My first week of tracking on here has been hit or miss. My first few daily updates had specific nutritional information, but it just takes too much to generate that data and I don’t think anyone will give a crap about it anyway. So I’ve decided against doing that until I can figure out a better way to do it. I think it’d be more important over longer terms anyway. Even with the reduced level of posting requirements I still didn’t hit every day. I suppose if someone ever starts reading the blog those gaps may matter, but I doubt it. It was still a nice exercise so I think I’ll try it for one more week.
I’ve been on vacation, enjoying lots of good tasting (although thoroughly unhealthy) food and time with family. There is nothing like spending the holiday with family and friends. Unfortunately my body isn’t happy with the indulgence. I can feel it through and through. It’s amazing how conflicted it is to enjoy food that treats you so badly. I did get a good run in yesterday, so today was the day off I was supposed to have yesterday. I just couldn’t help myself but to indulge in the possibility of running on the beach.
As with an a early post to any new blog, it is fitting that I lay out who I am and why you should care about anything I have to say. First, I’ll say what I am not. I’m not a doctor or a personal trainer. While I have stayed in plenty of Holiday Inn Express hotels, scoured WebMD and online medical journal sites countless hours through the years and had a keen interest in human physiology I can make no claim of being a licensed expert in these fields. I’m not here to claim to be a health guru either. I don’t have some new magical elixir to sell you that will magically make you healthy, feel twenty years younger or be able to live into your 100’s. I’m not an adherent to any particular diet principle, tried and true or relatively newly discovered. I’m not a film maker working on yet another recast of a Morgan Spurlock adventure. So who am I?
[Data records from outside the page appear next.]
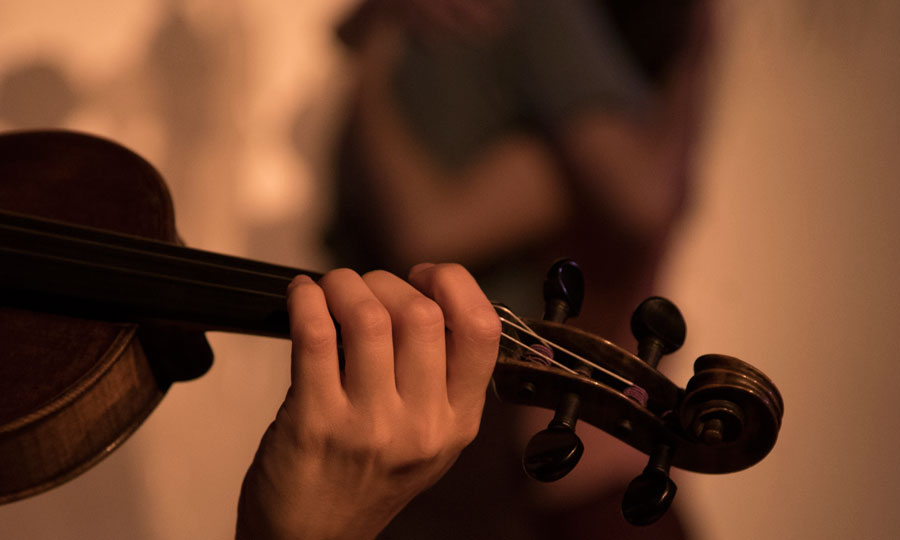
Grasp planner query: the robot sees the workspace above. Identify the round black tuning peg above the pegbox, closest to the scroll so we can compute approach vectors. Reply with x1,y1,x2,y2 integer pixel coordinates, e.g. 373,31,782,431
631,296,687,368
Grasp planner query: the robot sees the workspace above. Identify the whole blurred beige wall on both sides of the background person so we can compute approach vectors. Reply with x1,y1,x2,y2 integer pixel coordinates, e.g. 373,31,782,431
0,0,900,540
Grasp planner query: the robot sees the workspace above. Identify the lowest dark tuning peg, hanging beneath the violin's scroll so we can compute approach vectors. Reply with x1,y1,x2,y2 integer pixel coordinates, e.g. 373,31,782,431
622,444,678,525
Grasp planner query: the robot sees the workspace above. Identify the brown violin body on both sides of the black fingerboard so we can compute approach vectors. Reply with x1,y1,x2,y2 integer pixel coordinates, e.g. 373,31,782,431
0,132,212,503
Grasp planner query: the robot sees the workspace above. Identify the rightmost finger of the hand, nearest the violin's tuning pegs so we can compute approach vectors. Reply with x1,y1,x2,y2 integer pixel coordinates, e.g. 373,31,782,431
409,264,500,414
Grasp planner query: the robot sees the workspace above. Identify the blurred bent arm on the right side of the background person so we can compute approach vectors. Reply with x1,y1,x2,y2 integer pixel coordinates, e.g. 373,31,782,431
557,0,712,245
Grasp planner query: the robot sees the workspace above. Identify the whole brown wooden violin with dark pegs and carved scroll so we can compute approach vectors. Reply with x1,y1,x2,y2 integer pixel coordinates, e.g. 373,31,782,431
0,131,784,525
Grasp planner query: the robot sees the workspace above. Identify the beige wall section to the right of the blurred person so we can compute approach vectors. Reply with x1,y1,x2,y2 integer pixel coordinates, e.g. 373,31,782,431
667,2,900,540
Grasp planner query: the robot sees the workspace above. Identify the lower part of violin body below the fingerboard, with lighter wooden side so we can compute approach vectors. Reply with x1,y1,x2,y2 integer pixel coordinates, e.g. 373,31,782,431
0,308,164,503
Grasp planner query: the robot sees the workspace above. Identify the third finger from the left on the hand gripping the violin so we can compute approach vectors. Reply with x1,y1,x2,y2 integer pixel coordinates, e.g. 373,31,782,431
363,271,447,407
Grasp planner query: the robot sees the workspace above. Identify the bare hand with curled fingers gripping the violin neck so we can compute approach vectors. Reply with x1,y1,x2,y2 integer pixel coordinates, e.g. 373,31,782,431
237,264,500,540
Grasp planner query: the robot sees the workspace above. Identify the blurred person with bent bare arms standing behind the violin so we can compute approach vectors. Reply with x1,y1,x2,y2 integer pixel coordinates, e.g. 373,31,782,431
329,0,710,538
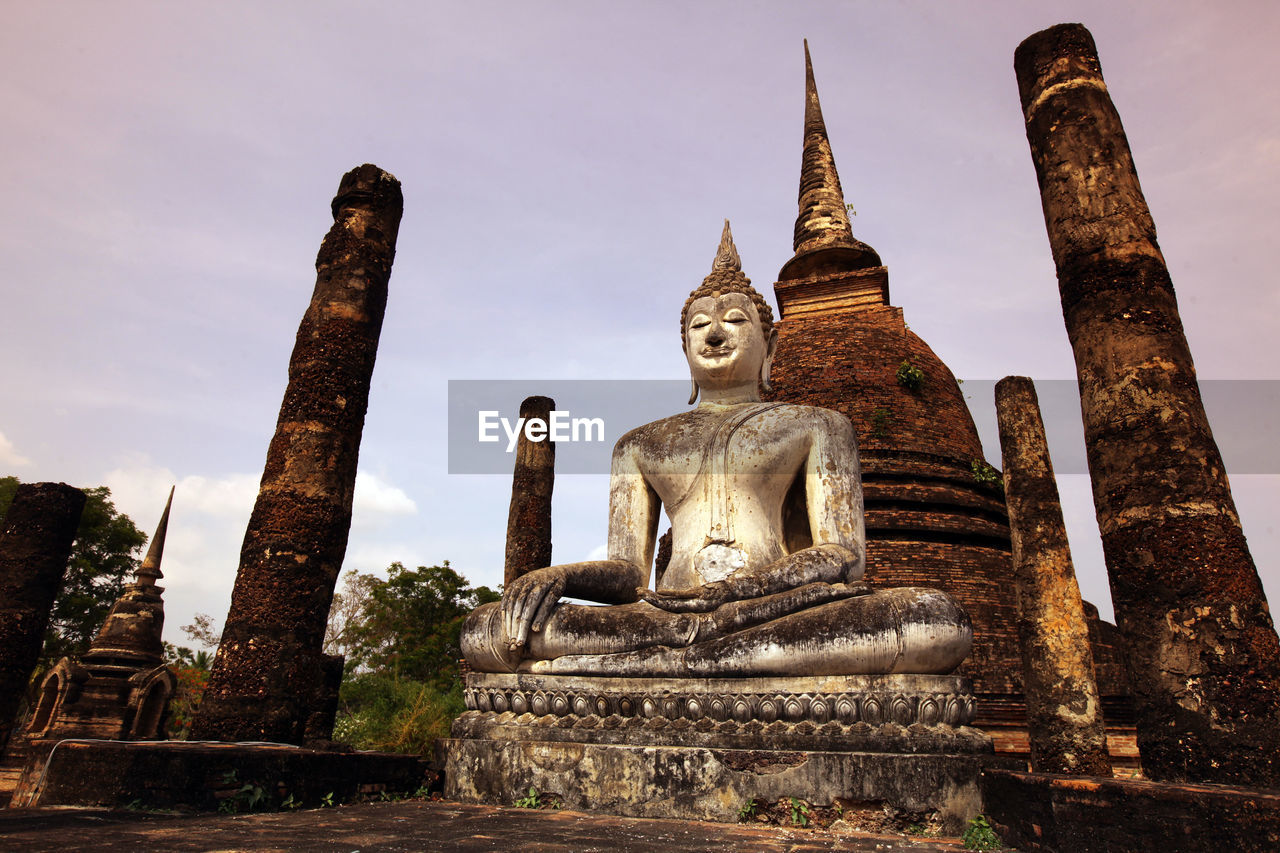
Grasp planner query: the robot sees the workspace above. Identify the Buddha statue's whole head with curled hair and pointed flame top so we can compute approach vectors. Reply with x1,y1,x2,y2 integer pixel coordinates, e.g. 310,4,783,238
680,219,777,405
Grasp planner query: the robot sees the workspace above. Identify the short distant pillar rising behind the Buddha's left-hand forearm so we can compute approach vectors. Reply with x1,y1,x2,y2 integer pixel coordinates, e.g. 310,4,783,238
502,396,556,585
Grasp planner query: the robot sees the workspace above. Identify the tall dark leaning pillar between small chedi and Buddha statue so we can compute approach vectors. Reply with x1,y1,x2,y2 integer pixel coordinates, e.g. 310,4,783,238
191,164,403,743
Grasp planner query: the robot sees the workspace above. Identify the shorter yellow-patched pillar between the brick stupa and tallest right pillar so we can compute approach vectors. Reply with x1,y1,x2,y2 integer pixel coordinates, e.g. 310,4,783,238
996,377,1111,776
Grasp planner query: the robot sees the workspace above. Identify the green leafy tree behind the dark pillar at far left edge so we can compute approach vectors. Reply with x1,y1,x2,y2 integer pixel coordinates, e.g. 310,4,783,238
0,476,147,669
I had a voracious appetite all day. I could have eaten a horse. I succumb to lots of goodies: pancakes, a milk shake, a bunch of pretzels, pizza, some wine. It’s your stereotypical SAD diet. The morning started with a workout which was less than enthusiastic. It was supposed to be 5 miles but I ended it at 3.5 miles more worn out than at the end of my much faster 7 mile run last weekend. I can’t wait to be running outside after the allergy season is over.
…that is the question posed by Ben Greenfield on his Facebook page based on a discussion he found here: http://b-reddy.org/2013/05/20/issues-with-foam-rolling/ . The article by Brian Reddy certainly makes a compelling argument against it, or more so against only doing foam rolling or to foam rolling in excess. I think he presents a false dichotomy though. He points out how foam rolling can’t fix underlying movement problems. His main points are summarized in big bulleted letters, but I think over-simplifies the argument and creates that false dichotomy:
Ate far better today, despite being famished through lunch time. I nice huge salad for dinner and some homemade yogurt and mango helped squelch that by evening. Skipped working out so have double up next couple of days.
Ate crap. Ran like crap. End of day feel like crap. The last part is a bit melodramatic, but I’m not happy that I crapped out during my run.
Power yoga kicked my ass, that or a combination of that plus allergy medicines, allergies and overly light breakfast. Comfort food was in order for lunch, but still didn’t make me feel better. A 3+ hour nap in the afternoon after taking rest of day off of work did however. Hearty steak and salad dinner with some yogurt and mango dessert (plus some pita chips and brownie bark) made for a not terrible but not great SAD diet day
How long should I be trying each diet out? I’m taking great care to consider the proper phasing and timing of the entire experiment. I’m trying to make sure that I’m not setting myself up for failure by doing things overly aggressively. I’m also trying to make sure that I don’t bias any results for a given diet. It would be a pity if I switched off a diet just in time for the effects to be felt. At the same time I don’t want to make the period so long that it takes years for this process to unfold.
As I think about how an adaptation to a new diet evolves, I think that commentary of the results day to day needs to go along with a more general discussion of how things are going in the diet. There is the concept of a journal entry to discuss this general component, but a look at the day-to-day specifics of what is going on really deserves its own section. The journal will be more colorful language and describing the failures and successes at that given point in time. An accounting of what I ate or did in a given day however will go into a daily updates section. Ideally this would take my already digital log of consumed food, activities and perhaps moods and show it in a brief set of words and graphics.
Would such an update be too much data for anyone other than me? Having it off in its own area may help with that. It may end up being too time consuming for me. My first update proved to be overly laborious for my liking. Perhaps I’ll get the hang of it and it will just fly by in later updates. I’ll also be updating fitness trends over the weeks and months of the diet, so the daily data may prove to be redundant anyway.
From a methodology perspective, I will be tracking all of these things daily. The question becomes whether that data is turned out daily here as well.